I have categorized all of my old imported blog posts. I have also updated a few links and deleted a few old posts that were out of date — either they were captions for photos that aren’t up on the new system, or they had to do with something specific to the old site, or what have you.

Remember, I was not able to import the comments from Blogger into WordPress, so if you’ve commented on a past post, please don’t be offended. I’ve gotten several nice e-mails about the new site design, by the way, but no one’s actually left a comment on the blog’s comment system yet. Please do so if the muse hits you; I’m anxious to make sure the comment system works.

It was fun, as I was categorizing all those old posts, to re-read what I’ve written over the past 10 months. (I had another blog, “Kenya Minus 365,” before that, but stupidly lost those posts when I created the first version of this blog in 2004.)

I hope you’ve enjoyed reading it even half as much as I’ve enjoyed writing it.

Career Day

On Wednesday, Jay Curtis — the owner and publisher of the Bell Buckle Echo — called the T-G looking for someone to cover for him today (Thursday) at Shelbyville Rotary Club’s annual Career Day. This is held at Motlow State Community College during the college’s spring break. It brings together sophomores from all three of Bedford County’s public high schools to hear from various speakers about potential careers.

For many years, the T-G had supplied a journalism speaker (and sometimes a speaker on newspaper advertising as well). I’d done it once or twice in the past, but not in quite a few years. This year, Jay — who is, after all, a Rotary Club member — had planned to do journalism himself. But something came up, and so he needed a replacement. My editor didn’t think she could make it herself, so I ended up with the job.

Given my recent vocational frustrations, there is some irony in me talking to fresh-faced teenagers about why they need to consider journalism as a career. But I do believe in the ideals of journalism, and don’t mind talking about them. I talked to two different groups about the qualities needed by a reporter, and about the rewards and frustrations of life in print. I had 19 teens in one group and 12 in the other. They were attentive (mostly) and asked good questions.

Well, most of them were good questions. One had me scratching my head.

“What do you wear when you do an interview?”

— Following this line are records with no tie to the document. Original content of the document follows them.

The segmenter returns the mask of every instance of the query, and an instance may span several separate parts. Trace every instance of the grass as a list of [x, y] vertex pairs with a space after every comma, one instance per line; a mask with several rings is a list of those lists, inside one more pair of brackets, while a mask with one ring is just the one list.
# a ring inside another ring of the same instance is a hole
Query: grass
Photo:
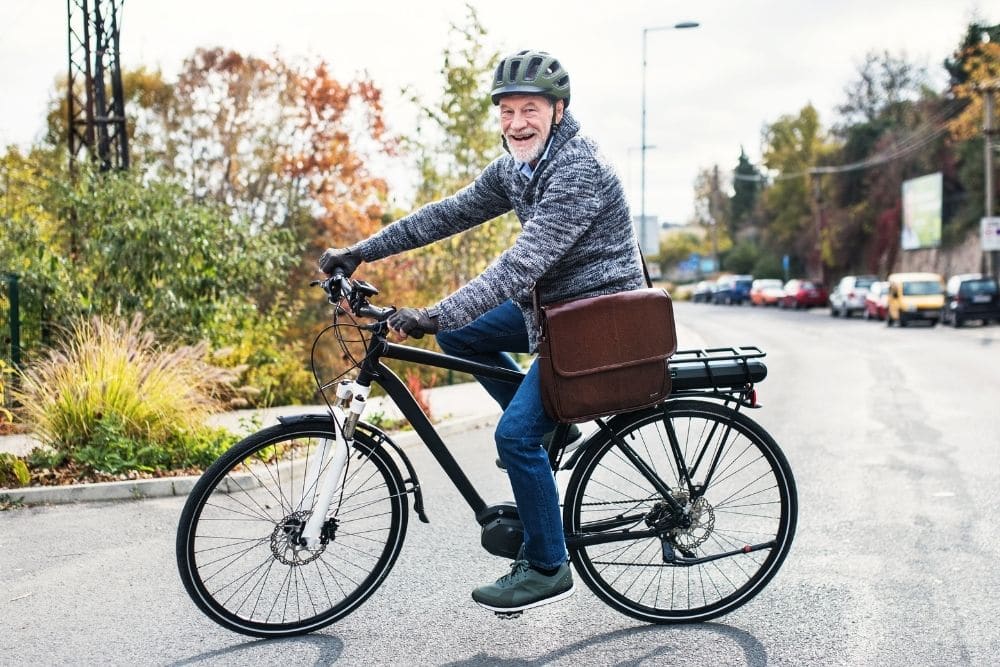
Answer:
[[54, 458], [87, 470], [203, 468], [235, 440], [205, 426], [232, 380], [206, 352], [160, 345], [139, 317], [79, 321], [23, 373], [21, 416]]

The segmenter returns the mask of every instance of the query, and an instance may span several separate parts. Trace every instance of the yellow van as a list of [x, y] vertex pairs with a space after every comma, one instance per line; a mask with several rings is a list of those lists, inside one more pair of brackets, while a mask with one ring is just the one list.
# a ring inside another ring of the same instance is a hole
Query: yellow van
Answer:
[[885, 322], [905, 327], [921, 320], [931, 326], [941, 319], [944, 280], [936, 273], [893, 273], [889, 276], [889, 305]]

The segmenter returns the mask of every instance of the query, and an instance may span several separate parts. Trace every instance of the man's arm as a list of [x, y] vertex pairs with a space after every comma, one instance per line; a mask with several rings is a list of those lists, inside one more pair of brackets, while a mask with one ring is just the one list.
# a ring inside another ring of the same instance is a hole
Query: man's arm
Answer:
[[440, 327], [471, 322], [545, 275], [597, 219], [597, 181], [598, 166], [589, 156], [562, 165], [514, 245], [437, 305]]
[[511, 210], [500, 169], [502, 158], [494, 160], [479, 177], [441, 201], [427, 204], [400, 218], [377, 234], [351, 246], [366, 262], [447, 238]]

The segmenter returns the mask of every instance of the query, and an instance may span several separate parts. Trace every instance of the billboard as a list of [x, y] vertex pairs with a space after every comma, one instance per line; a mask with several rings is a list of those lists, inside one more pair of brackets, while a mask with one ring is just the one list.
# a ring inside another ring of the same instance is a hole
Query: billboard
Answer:
[[903, 250], [941, 245], [941, 172], [903, 181]]

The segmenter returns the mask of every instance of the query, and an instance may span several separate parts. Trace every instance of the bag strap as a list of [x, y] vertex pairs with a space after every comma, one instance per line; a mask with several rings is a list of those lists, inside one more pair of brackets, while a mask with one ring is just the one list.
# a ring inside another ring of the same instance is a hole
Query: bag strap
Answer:
[[[646, 258], [642, 256], [642, 246], [636, 242], [635, 247], [639, 249], [639, 261], [642, 262], [642, 275], [646, 278], [646, 287], [653, 286], [653, 280], [649, 277], [649, 267], [646, 266]], [[535, 319], [541, 323], [542, 310], [540, 308], [541, 299], [538, 296], [538, 283], [531, 290], [531, 309], [535, 311]]]

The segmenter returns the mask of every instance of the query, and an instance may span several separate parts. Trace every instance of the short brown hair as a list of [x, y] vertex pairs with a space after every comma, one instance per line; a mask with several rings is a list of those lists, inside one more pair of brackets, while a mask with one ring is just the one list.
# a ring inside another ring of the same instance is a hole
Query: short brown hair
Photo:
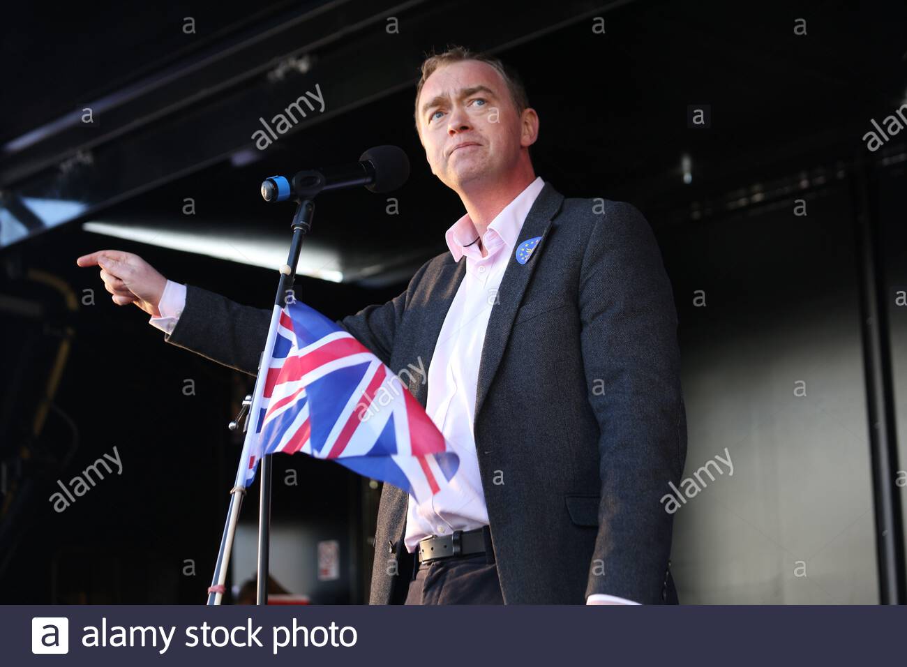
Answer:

I explained that it depended on the interview — I wouldn’t wear the same thing at the Governor’s Mansion that I would wear to interview the Farmer of the Year in his dairy barn.

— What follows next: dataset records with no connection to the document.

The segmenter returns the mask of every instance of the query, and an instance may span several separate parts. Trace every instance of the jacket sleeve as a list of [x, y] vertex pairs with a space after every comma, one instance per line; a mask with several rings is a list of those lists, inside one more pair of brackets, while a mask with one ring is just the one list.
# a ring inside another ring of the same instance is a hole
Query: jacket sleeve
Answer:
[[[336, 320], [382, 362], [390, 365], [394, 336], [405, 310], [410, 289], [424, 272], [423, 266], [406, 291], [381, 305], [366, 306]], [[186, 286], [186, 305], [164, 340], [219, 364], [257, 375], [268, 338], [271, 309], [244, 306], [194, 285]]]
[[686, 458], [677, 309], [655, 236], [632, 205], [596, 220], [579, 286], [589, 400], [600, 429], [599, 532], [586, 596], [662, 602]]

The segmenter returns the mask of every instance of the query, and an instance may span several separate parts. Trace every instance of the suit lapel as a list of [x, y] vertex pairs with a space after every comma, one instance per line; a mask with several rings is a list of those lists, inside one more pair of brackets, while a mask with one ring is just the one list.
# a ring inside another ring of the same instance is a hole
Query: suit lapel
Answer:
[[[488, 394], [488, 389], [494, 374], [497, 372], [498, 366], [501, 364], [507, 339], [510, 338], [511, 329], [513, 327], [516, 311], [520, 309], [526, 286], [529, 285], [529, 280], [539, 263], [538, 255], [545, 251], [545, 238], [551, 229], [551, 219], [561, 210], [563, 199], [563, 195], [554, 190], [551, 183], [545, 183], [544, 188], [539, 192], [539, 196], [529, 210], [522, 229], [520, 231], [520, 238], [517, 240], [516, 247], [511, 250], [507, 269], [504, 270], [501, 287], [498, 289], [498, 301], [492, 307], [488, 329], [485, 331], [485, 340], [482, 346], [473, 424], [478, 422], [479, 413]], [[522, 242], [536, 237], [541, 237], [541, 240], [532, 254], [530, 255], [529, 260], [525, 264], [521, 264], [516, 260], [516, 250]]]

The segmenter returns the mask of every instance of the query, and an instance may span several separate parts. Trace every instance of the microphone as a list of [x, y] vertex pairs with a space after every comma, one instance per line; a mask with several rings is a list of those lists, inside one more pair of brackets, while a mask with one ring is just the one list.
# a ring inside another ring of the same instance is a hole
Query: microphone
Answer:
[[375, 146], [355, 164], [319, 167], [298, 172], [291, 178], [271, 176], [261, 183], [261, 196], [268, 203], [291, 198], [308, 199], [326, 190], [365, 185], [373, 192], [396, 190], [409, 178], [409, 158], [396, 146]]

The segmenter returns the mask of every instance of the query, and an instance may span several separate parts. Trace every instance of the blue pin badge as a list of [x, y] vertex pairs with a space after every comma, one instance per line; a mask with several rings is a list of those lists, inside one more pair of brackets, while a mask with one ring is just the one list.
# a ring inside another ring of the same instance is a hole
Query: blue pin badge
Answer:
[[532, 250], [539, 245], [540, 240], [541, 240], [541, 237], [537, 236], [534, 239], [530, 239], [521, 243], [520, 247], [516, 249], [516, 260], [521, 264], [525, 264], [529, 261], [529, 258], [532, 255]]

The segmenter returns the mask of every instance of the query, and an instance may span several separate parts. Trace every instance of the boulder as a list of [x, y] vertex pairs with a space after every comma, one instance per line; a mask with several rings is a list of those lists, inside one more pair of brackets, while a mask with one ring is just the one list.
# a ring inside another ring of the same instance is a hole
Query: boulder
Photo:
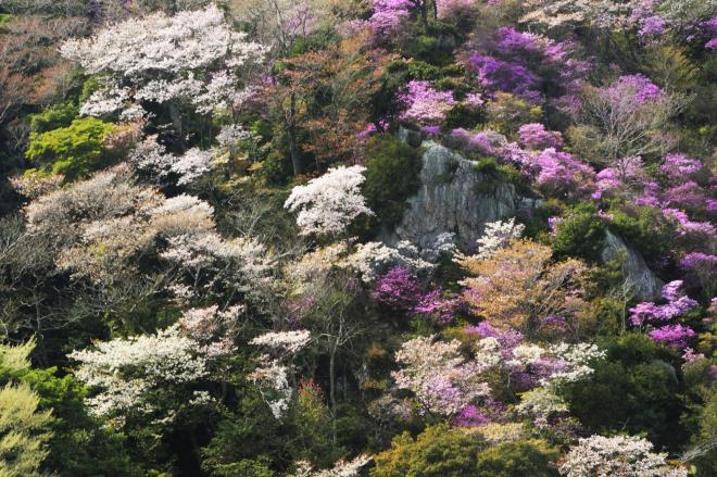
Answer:
[[381, 237], [387, 243], [410, 240], [425, 248], [439, 235], [453, 233], [458, 247], [471, 250], [487, 223], [510, 218], [519, 209], [534, 205], [519, 197], [512, 184], [476, 171], [474, 161], [433, 141], [424, 141], [422, 147], [420, 187], [408, 199], [400, 224]]
[[600, 256], [603, 262], [624, 256], [622, 275], [634, 298], [653, 301], [659, 297], [665, 284], [650, 269], [640, 252], [621, 237], [607, 230]]

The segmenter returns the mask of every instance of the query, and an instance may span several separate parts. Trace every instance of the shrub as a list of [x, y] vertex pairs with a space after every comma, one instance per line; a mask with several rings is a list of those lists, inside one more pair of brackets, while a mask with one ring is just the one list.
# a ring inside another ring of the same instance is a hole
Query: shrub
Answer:
[[67, 127], [79, 112], [73, 102], [54, 104], [41, 113], [30, 116], [30, 130], [36, 134], [47, 133], [52, 129]]
[[598, 434], [645, 432], [657, 449], [676, 449], [684, 437], [682, 404], [676, 369], [661, 357], [658, 346], [642, 335], [609, 342], [594, 374], [566, 389], [573, 415]]
[[115, 130], [115, 125], [95, 117], [77, 118], [67, 127], [30, 134], [25, 158], [70, 179], [86, 176], [110, 165], [104, 138]]
[[578, 204], [558, 223], [553, 239], [555, 253], [598, 261], [605, 240], [605, 225], [592, 204]]
[[420, 160], [400, 139], [386, 136], [370, 145], [364, 196], [381, 225], [392, 226], [403, 216], [406, 199], [418, 190]]
[[476, 477], [557, 476], [558, 452], [538, 439], [501, 443], [478, 455]]
[[428, 427], [414, 440], [408, 432], [393, 439], [391, 449], [375, 459], [372, 477], [475, 476], [482, 442], [463, 429]]

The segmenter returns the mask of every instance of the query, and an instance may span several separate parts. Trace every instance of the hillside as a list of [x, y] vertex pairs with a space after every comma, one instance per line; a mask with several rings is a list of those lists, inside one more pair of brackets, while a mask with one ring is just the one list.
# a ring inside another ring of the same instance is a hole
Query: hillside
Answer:
[[717, 474], [714, 0], [0, 0], [0, 476]]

I am having trouble getting the new site to work with Bloglet, the service a few of you used to have the blog delivered by e-mail. Bloglet, of all things, doesn’t like the way WordPress formats the date of its syndication feed.

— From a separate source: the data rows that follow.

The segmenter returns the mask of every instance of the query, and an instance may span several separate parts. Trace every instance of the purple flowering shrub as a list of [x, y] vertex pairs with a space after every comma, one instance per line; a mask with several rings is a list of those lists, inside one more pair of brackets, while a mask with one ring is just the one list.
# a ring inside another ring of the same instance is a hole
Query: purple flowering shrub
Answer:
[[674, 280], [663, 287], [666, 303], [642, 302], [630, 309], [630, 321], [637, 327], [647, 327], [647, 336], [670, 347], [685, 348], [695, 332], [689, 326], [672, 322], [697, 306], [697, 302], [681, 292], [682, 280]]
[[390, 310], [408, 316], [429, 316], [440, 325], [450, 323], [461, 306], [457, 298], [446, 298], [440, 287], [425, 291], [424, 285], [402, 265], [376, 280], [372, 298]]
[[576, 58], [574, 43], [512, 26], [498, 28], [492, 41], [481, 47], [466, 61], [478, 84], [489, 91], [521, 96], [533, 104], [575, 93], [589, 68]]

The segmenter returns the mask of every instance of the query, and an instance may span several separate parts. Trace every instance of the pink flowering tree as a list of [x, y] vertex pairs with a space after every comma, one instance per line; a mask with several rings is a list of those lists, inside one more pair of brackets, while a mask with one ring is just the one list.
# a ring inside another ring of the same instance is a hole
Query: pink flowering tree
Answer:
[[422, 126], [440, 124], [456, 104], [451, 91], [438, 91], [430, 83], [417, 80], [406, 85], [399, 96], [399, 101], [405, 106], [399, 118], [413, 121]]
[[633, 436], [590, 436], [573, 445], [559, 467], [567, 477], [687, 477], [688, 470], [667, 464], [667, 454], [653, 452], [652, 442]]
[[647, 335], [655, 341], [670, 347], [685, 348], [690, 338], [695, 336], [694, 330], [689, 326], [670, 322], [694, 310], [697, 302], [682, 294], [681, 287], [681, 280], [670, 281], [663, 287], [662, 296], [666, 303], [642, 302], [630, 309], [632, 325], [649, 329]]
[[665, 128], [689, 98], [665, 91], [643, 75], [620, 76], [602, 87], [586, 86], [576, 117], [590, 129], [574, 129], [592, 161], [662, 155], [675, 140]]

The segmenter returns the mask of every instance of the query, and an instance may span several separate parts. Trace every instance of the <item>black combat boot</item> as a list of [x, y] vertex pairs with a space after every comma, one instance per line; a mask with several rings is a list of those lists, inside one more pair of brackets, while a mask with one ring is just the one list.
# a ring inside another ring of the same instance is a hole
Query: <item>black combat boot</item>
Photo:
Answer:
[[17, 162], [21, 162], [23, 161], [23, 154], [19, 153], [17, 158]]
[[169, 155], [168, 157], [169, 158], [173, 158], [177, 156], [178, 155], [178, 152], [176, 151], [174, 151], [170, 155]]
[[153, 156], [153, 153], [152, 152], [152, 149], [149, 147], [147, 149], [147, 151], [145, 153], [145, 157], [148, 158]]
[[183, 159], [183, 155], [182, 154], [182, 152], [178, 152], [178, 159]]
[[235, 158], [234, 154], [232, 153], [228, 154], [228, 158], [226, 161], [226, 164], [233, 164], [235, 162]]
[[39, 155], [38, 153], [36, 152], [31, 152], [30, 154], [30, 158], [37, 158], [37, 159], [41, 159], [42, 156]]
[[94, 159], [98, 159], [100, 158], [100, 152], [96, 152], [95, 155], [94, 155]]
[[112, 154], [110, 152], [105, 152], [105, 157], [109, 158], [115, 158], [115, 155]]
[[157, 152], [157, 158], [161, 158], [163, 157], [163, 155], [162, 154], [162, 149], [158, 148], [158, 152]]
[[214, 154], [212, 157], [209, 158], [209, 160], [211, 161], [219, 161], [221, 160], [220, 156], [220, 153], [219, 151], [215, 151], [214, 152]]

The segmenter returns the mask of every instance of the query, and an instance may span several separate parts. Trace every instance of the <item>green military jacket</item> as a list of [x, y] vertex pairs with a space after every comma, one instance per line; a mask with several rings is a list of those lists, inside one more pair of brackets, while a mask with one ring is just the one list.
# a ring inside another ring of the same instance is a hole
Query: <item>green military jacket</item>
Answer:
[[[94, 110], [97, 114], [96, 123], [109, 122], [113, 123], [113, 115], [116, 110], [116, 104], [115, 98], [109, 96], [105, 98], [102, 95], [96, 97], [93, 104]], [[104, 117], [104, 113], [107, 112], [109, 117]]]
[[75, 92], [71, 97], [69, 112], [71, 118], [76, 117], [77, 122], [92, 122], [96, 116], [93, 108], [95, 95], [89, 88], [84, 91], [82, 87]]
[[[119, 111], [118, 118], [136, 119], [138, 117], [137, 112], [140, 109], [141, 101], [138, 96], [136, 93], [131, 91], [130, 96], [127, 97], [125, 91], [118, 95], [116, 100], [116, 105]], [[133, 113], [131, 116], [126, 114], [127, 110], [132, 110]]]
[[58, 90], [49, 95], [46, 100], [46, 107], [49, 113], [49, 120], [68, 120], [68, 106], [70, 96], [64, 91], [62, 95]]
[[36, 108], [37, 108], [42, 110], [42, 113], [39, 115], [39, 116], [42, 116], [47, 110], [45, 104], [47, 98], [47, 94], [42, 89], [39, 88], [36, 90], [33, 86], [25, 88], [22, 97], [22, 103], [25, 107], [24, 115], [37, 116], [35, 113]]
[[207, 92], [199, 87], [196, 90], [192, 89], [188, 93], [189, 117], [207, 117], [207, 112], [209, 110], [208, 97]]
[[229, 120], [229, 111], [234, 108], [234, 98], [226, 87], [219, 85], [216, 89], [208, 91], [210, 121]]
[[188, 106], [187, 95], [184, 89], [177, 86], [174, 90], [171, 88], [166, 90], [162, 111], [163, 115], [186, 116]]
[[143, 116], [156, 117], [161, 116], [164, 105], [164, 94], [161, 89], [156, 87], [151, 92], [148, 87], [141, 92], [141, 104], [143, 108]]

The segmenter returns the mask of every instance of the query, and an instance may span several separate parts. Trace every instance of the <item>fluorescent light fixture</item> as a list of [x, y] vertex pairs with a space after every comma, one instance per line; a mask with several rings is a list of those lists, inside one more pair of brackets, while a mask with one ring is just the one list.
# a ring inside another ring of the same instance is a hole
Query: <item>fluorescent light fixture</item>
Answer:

The Bloglines and My Yahoo! links at right do work, and I’ll look for another service similar to Bloglet for those of you who prefer to get this drivel — er, scintillating prose in your inbox rather than your web browser.

The team is announced

Jan Schilling and Bill Joy had both told me that they plan to be on the Kenya trip this August, but I really didn’t know who else would be on the team, and I was getting curious. Today, I got an official “welcome” e-mail which has been sent to all the team members, encouraging us (among other things) to pray for one another. I’m sure we all solicit your prayers as well:

John Carney
Bill Joy
Kylene McDonald
Jan Schilling
Carolyn Schussler
David Schussler
Mary Margaret Willems

Gail Drake
Frank Schroer
Debra Snellen
Bob Willems

The e-mail also adds to that list Pastor Paul Mbithi and his wife Grace, with whom we will again be working in Kenya.

All of the names above are returnees from the 2004 trip except for David Schussler and Bill Joy. I’ve not met David, although I was a teammate of Carolyn’s in both Nicaragua and Kenya. Bill Joy I know well from Mountain T.O.P.; in addition, it was Bill and Bobbie Joy who taught Kylene and I copper foiling in preparation for last year’s Kenya trip.

We will have our pre-field training April 29-May 1. The trip will be Aug. 3-18.